The ease with which we put the label on others without applying it to ourselves is an evasion, a way of avoiding awareness of our own messy allegiances. Dark writes: "If what we believe is what we see is what we do is who we are, there's no getting away from religion."
Both incisive and entertaining, Life's Too Short to Pretend You're Not Religious combines Dark's keen powers of cultural observation with candor and wit. With equal parts memoir and analysis, Dark persuasively argues that the fact of religion is the fact of relationship. It's the shape our love takes, the lived witness of everything we're up to for better or worse, because witness knows no division.
Looking hard at our weird religious background (Dark maintains we all have one) can bring the actual content of our everyday existence—the good, the bad and the glaringly inconsistent—to fuller consciousness. By doing so, we can more practically envision an undivided life and reclaim the idea of being "religious."
About the Author
David Dark (PhD, Vanderbilt University) is a critically acclaimed author and teacher at the College of Theology at Belmont University and among the incarcerated communities of Nashville, Tennessee. He is the author of The Sacredness of Questioning Everything, Everyday Apocalypse and The Gospel According to America. He also contributed to the book Radiohead and Philosophy and has published articles in Pitchfork, Paste, Oxford American, Books and Culture and Christian Century.
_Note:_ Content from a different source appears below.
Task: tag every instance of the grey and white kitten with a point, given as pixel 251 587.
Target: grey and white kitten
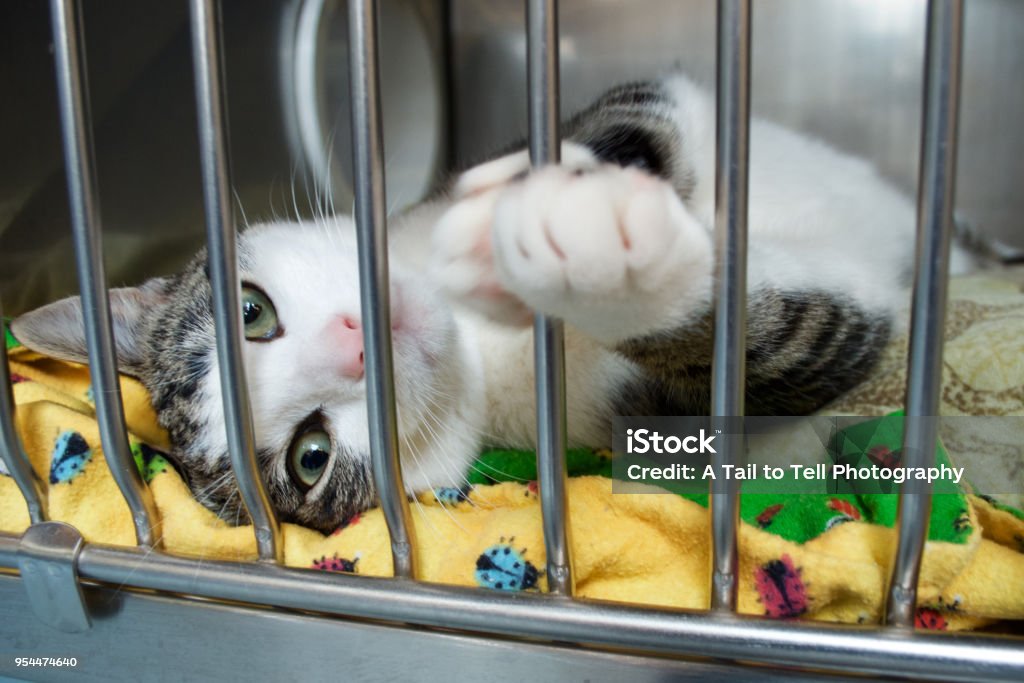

His latest book, Life's Too Short to Pretend You're Not Religious, releases in February 2016 and is already garnering praise characteristic of Dark's insight and critique. Throughout this new volume, Dark combines wit and candor with sharp cultural observations, flipping the script on religiosity, arguing that "if what we believe is what we see is what we do is who we are, there's no getting away from religion."
"David Dark is one of our most astute and necessary cultural critics," says Jessica Hopper, senior editor at Pitchfork, editor-in-chief of The Pitchfork Review and author of The First Collection of Criticism by a Living Female Rock Critic. "His work gracefully opens new doors of understanding and breaks down barriers between secular and non-, and it puts a lot of old mythology out to pasture with a daring affirmation at the heart of his radical critique. Life's Too Short refreshingly ropes everyone in, insisting that we're all in it together.We forget that."
A frequent speaker, David has appeared on C-SPAN's Book-TV and in the award-winning documentary Marketing the Message, as well as being featured at such conferences as the Calvin Festival of Faith and Writing, Image Journal's Glen Workshop, the Greenbelt Festival in England and the Reel Spirituality conference at the Directors Guild of America in Los Angeles.
He lives with his singer-songwriter wife, Sarah Masen, and their three children in Nashville.